All in the Family: The Architecture of Howard Van Doren Shaw and the Sculpture of Sylvia Shaw Judson
2 tours: Saturday, September 6 or Monday September 8
8:45 am to 4:30 pm
Explore the architecture of Howard Van Doren Shaw and the sculpture of his daughter Sylvia Shaw Judson on this daylong tour. Begin with a visit to the Ragdale Foundation, located on the grounds of the Shaw family’s 1897 country estate in Lake Forest. This family’s 1897 country estate hosts more than 200 emerging and established artists of all disciplines each year. Continue to the privately owned, Shaw-designed House of the Four Winds (1908), featuring an interior that combines Arts and Crafts and Moorish influences, a Jens Jensen landscape, and a garden originally designed by Rose Standish Nichols. After lunch at South Gate CafĂ© in Shaw-designed Market Square, visit Brushwood in the Edward L. Ryerson Conservation Area, and see one of the original castings of Judson’s now-famous Savannah statue Bird Girl (1936). Then return to Chicago and conclude with a visit to Orlandi Statuary, the firm that produced the original four casts of Bird Girl and the only company licensed to reproduce the statue today.
Inside The Devil in the White City
3 tours: Thursday, September 18; Saturday, September 20; or Thursday, October 23
9 am to 4 pm
Walk in the footsteps of the heroes and villain of The Devil in the White City, Erik Larson’s best-selling story of good and evil at the 1893 World’s Columbian Exposition. Drive past the Englewood site of H.H. Holmes’s notorious “murder castle” hotel, travel the route he would have taken from there to the fair, and learn about the fate of his wife and daughter. After lunch at Parrot Cage Restaurant in the South Shore Cultural Center, explore the fair stories of Daniel H. Burnham and Frederick Law Olmsted as you walk the exposition grounds—present-day Jackson Park—viewing Olmsted’s lagoons and Wooded Island, the renovated Japanese Gardens, the Charles Atwood-designed Fine Arts Building (now the Museum of Science and Industry), and other remarkable points of interest. Conclude by stopping at sites along the Midway Plaisance to get a deeper sense of the fair’s context and scope.
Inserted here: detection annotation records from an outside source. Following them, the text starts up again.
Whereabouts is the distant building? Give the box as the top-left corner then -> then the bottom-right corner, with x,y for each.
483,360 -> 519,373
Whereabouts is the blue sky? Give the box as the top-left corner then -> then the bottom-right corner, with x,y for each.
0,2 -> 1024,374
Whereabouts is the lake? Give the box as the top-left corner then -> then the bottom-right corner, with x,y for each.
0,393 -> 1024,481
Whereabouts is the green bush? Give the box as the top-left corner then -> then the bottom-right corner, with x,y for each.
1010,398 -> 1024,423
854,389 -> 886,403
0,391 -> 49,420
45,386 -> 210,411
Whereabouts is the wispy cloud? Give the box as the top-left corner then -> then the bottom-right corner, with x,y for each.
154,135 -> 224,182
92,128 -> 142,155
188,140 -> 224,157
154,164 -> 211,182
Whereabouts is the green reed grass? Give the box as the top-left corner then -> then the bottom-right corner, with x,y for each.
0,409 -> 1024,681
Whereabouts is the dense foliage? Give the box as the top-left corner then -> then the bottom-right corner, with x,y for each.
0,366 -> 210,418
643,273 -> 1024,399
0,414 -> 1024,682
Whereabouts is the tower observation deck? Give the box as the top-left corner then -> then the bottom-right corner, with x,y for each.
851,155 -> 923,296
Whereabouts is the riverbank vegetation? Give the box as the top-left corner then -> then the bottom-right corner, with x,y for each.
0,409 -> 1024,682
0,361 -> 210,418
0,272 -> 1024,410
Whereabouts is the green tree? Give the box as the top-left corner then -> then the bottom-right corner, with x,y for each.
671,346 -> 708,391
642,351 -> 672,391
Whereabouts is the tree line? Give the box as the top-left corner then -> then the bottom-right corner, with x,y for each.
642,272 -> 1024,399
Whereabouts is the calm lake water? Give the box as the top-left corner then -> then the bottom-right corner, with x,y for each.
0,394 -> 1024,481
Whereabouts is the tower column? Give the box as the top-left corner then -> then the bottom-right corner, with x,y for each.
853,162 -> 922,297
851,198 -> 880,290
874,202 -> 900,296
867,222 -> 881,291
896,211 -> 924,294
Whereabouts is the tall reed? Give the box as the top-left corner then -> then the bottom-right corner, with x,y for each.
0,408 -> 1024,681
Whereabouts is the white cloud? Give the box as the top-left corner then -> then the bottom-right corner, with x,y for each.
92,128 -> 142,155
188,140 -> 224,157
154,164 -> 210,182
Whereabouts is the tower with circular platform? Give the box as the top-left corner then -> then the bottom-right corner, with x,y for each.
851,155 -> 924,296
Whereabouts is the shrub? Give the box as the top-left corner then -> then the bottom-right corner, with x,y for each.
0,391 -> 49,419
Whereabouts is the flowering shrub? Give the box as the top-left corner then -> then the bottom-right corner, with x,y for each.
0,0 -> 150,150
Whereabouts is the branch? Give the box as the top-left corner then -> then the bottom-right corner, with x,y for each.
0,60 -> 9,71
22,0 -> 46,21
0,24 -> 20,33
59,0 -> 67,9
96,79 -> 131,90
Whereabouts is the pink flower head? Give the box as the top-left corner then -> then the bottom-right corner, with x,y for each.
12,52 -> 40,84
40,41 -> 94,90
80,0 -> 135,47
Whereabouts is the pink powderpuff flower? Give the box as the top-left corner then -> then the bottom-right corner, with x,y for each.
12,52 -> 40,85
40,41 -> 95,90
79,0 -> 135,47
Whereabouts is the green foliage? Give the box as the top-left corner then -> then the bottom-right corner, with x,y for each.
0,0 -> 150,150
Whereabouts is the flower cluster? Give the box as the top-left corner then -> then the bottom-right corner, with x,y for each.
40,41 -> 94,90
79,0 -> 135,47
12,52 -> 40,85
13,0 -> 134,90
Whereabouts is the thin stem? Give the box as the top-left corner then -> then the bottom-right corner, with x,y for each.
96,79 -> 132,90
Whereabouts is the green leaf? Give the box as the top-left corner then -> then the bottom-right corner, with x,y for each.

Art, Architecture, and Landscape: Five Ways
2 tours: Thursday, October 16 or Saturday, October 25
8:45 am to 4 pm
Art, architecture, and landscape often merge into a single intriguing experience. Discover five unique approaches to this experience. The daylong tour begins with a visit to the residents’ private Prairie-style garden at Lake Point Tower, designed in the 1960s by Alfred Caldwell. Continue to the Pilsen studio of Ecole des Beaux Arts-trained landscape painter Didier Nolet, then to the South Side studio of internationally acclaimed contemporary artists, the Zhou Brothers. After lunch at Francesca’s Fiore in Forest Park, visit the studio of objects conservator Andrzej Dajnowski, who specializes in preserving and repairing public sculptures and outdoor monuments, including Lorado Taft’s Fountain of Time. Conclude at the privately owned Avery Coonley House (ca.1908) in Riverside. Designed by Frank Lloyd Wright for Coonley and his wife, this beautiful estate and its exquisite murals have been meticulously restored by the current owners. Jens Jensen planned the grounds and gardens to complement the structure and the site.